De l’autre, des proches de Stéphane le Foll et François Rebsamen, absents, poussaient pour une procédure de désignation « la plus ouverte possible », entendez des primaires ouvertes. Et au milieu, gravitaient Jean-Christophe Cambadélis, candidat « au débat » avant d’être candidat au vote, ainsi que les congressistes qui soutenaient la motion d’Helène Geoffroy. Eux aussi, ne s’opposaient pas en soi à la candidature d’Anne Hidalgo, mais souhaitaient un débat interne plus profond. Comment en est-on donc arrivé à la décision d’un vote interne le jeudi 14 octobre après un « échange de chaque candidat avec les militants » ?
« La direction a travaillé en huis clos, en petit comité, sans associer les militants »
Hier en fin d’après-midi, Marie-Arlette Carlotti défendait encore à la tribune l’idée de « renouer avec le débat d’idées » et critiquait une direction « qui a travaillé en huis clos, en petit comité, sans associer les militants. » La sénatrice des Bouches-du-Rhône avait alors été largement applaudie, et pourtant les représentants des différentes fédérations avaient confirmé leur soutien à la motion d’Olivier Faure qui mentionnait explicitement la candidature d’Anne Hidalgo. Hélène Geoffroy, qui menait la seule motion concurrente à celle d’Olivier Faure, nous confiait hier être satisfaite d’avoir obtenu un vote des militants sur la candidature à la présidentielle, mais attendait les conditions exactes d’un éventuel débat.
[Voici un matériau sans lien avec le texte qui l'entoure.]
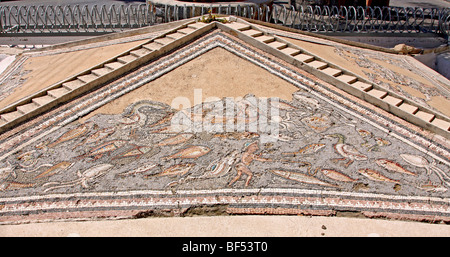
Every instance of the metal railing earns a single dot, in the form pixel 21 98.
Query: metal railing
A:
pixel 24 19
pixel 74 18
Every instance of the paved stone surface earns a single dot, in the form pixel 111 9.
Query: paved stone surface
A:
pixel 139 160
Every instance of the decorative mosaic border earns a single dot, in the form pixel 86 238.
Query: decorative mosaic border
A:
pixel 237 201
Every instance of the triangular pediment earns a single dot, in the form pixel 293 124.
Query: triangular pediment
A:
pixel 299 143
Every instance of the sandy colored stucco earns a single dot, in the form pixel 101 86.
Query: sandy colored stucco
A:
pixel 43 71
pixel 347 61
pixel 218 73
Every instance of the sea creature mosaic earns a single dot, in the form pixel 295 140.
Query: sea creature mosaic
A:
pixel 315 154
pixel 323 149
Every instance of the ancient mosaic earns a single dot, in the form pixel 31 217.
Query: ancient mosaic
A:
pixel 316 155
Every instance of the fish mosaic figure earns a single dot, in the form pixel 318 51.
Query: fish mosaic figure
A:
pixel 349 152
pixel 72 134
pixel 142 169
pixel 55 169
pixel 178 139
pixel 300 177
pixel 309 149
pixel 84 178
pixel 393 166
pixel 218 168
pixel 105 148
pixel 192 152
pixel 136 152
pixel 97 136
pixel 336 175
pixel 421 162
pixel 376 176
pixel 175 170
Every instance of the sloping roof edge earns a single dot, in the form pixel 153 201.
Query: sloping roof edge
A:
pixel 245 30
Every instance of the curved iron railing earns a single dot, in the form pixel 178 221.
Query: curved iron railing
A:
pixel 74 18
pixel 309 18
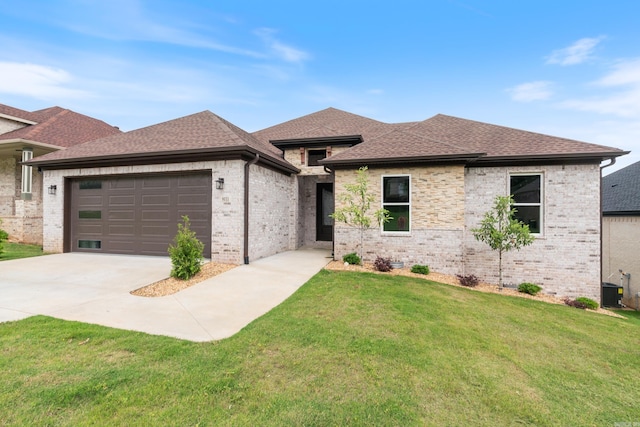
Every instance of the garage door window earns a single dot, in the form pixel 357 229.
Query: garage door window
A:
pixel 90 214
pixel 89 244
pixel 90 185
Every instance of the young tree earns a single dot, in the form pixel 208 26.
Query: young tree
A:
pixel 356 204
pixel 501 230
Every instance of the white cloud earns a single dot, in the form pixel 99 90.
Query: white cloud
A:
pixel 577 53
pixel 625 102
pixel 283 51
pixel 532 91
pixel 38 81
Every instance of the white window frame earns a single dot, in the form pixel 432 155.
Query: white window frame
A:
pixel 540 204
pixel 27 171
pixel 383 204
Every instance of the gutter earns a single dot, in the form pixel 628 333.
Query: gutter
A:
pixel 246 206
pixel 612 161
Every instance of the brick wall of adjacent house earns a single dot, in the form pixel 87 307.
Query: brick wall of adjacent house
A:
pixel 437 219
pixel 272 212
pixel 7 125
pixel 620 237
pixel 227 204
pixel 565 258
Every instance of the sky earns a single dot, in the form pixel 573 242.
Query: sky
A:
pixel 568 68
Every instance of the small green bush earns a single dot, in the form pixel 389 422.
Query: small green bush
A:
pixel 352 258
pixel 382 264
pixel 3 236
pixel 529 288
pixel 420 269
pixel 591 304
pixel 582 302
pixel 470 281
pixel 185 252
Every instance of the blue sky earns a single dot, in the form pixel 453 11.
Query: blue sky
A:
pixel 565 68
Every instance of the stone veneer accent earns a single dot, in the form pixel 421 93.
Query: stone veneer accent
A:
pixel 437 219
pixel 227 206
pixel 565 258
pixel 448 201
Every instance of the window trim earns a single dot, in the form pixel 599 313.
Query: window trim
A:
pixel 309 150
pixel 408 203
pixel 539 204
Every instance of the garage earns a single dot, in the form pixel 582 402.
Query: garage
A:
pixel 137 214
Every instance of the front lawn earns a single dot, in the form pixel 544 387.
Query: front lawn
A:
pixel 346 349
pixel 19 250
Finalement, Helène Geoffroy et ses soutiens, dont le « texte d’orientation » a recueilli 28 % des voix, se sont rangés derrière la position de la direction du parti et d’Olivier Faure. En tout cas, ils se sont abstenus lors du vote sur la procédure de désignation du candidat socialiste à la présidentielle. « Une abstention n’est pas une opposition. » Pierre Jouvet, président de la future commission électorale spéciale, veut y voir le signe que la direction du parti a répondu aux critiques internes.
« Débattre publiquement, en direct, à la télévision »
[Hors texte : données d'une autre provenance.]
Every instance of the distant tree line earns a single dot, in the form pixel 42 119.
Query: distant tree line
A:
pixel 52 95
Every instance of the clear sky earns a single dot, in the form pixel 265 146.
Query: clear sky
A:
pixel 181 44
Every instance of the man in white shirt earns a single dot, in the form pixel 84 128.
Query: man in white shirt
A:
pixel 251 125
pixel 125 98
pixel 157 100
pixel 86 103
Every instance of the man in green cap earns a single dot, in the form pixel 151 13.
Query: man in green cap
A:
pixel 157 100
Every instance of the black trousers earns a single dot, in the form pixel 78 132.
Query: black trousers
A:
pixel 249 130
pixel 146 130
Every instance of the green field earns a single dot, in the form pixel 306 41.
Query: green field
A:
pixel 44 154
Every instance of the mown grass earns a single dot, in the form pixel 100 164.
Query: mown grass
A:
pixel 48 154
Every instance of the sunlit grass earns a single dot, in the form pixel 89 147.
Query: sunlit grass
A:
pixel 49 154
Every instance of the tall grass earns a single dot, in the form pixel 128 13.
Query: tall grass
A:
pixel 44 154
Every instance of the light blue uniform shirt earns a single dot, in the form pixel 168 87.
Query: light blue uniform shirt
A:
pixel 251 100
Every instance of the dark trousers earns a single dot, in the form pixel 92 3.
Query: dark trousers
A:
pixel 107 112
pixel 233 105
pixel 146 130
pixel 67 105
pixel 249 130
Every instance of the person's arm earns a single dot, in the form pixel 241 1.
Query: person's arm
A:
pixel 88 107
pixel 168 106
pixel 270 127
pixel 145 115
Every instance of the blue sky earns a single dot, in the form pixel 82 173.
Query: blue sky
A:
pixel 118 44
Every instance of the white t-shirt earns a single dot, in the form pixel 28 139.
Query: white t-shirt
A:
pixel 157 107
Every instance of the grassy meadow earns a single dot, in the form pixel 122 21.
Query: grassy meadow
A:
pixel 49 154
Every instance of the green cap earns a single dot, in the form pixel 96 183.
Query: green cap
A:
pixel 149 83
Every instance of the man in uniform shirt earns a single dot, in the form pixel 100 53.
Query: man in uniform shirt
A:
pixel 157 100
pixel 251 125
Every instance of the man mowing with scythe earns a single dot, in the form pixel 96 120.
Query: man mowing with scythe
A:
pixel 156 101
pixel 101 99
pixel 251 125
Il est vrai que par rapport à la position prise par Stéphane le Foll, une abstention ressemble déjà, par contraste, à une victoire pour la direction du Parti socialiste et les soutiens d’Anne Hidalgo. Le maire du Mans a déclaré aujourd’hui dans le Journal du Dimanche « prendre acte » du « refus du débat » d’Olivier Faure et d’Anne Hidalgo. L’ancien ministre de François Hollande « propose toujours un débat télévisé » à la maire de Paris.
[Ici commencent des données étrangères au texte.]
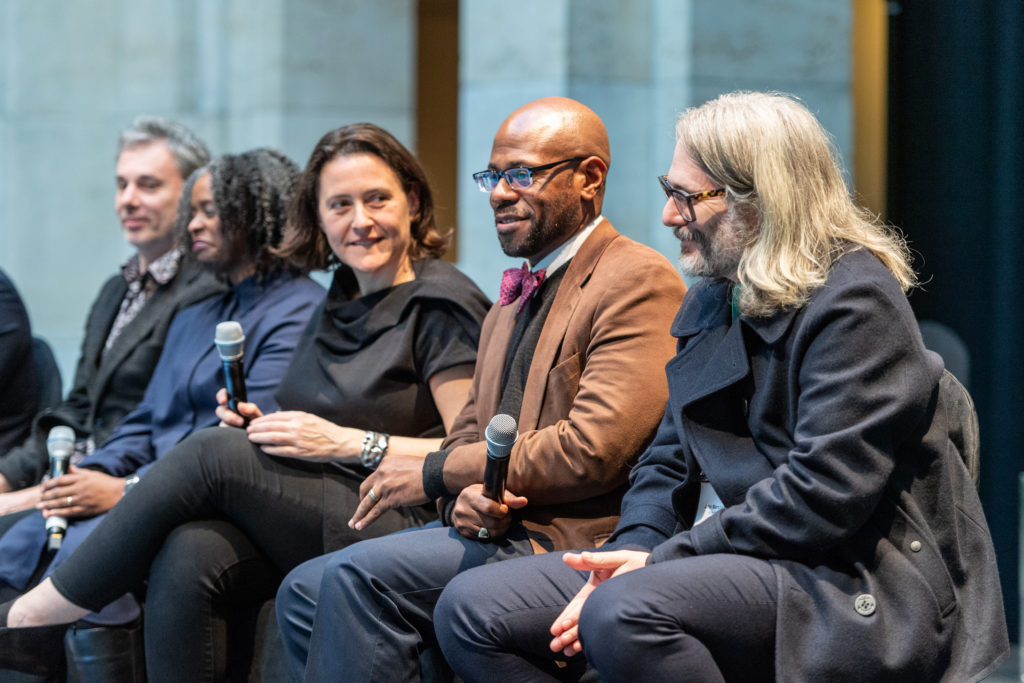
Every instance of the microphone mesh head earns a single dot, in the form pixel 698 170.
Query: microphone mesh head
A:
pixel 60 433
pixel 228 339
pixel 502 430
pixel 60 441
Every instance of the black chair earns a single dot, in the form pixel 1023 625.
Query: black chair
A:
pixel 47 374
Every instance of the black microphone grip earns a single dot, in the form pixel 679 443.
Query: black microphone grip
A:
pixel 229 341
pixel 235 382
pixel 495 474
pixel 500 435
pixel 59 445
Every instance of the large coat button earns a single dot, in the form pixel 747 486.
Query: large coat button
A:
pixel 864 604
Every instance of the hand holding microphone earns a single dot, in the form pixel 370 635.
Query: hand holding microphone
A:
pixel 229 340
pixel 481 511
pixel 501 435
pixel 59 444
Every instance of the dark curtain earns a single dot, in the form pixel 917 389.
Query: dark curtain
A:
pixel 955 186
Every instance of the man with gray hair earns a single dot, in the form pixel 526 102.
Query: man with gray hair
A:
pixel 128 321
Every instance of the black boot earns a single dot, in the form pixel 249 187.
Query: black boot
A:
pixel 34 649
pixel 105 654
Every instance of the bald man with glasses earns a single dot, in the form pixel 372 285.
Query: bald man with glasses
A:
pixel 573 350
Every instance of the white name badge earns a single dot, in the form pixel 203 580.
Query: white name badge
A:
pixel 708 504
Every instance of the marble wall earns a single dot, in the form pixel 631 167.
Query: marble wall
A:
pixel 248 73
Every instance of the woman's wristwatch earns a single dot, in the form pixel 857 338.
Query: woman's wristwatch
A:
pixel 130 481
pixel 374 449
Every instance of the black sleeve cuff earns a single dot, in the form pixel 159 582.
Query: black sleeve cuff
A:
pixel 433 475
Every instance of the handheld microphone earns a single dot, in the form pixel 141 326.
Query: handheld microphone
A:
pixel 501 435
pixel 229 340
pixel 59 443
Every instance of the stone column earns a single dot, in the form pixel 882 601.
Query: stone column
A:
pixel 638 65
C’est d’ailleurs dans la continuité de ce que nous confiait Pierre Pribetich, vice-président de Dijon métropole et proche de Stéphane le Foll, quand il réitérait la « volonté que les candidats et candidates à la magistrature suprême puissent débattre, publiquement, en direct à la télévision et de manière contradictoire pour éclairer le choix des militantes et des militants. » Sur la procédure, le camp de Stéphane le Foll demandait aussi un « élargissement aux sympathisants qui viendraient nous rejoindre avec une adhésion à 10 euros. »
Un Facebook live pour convaincre les militants ?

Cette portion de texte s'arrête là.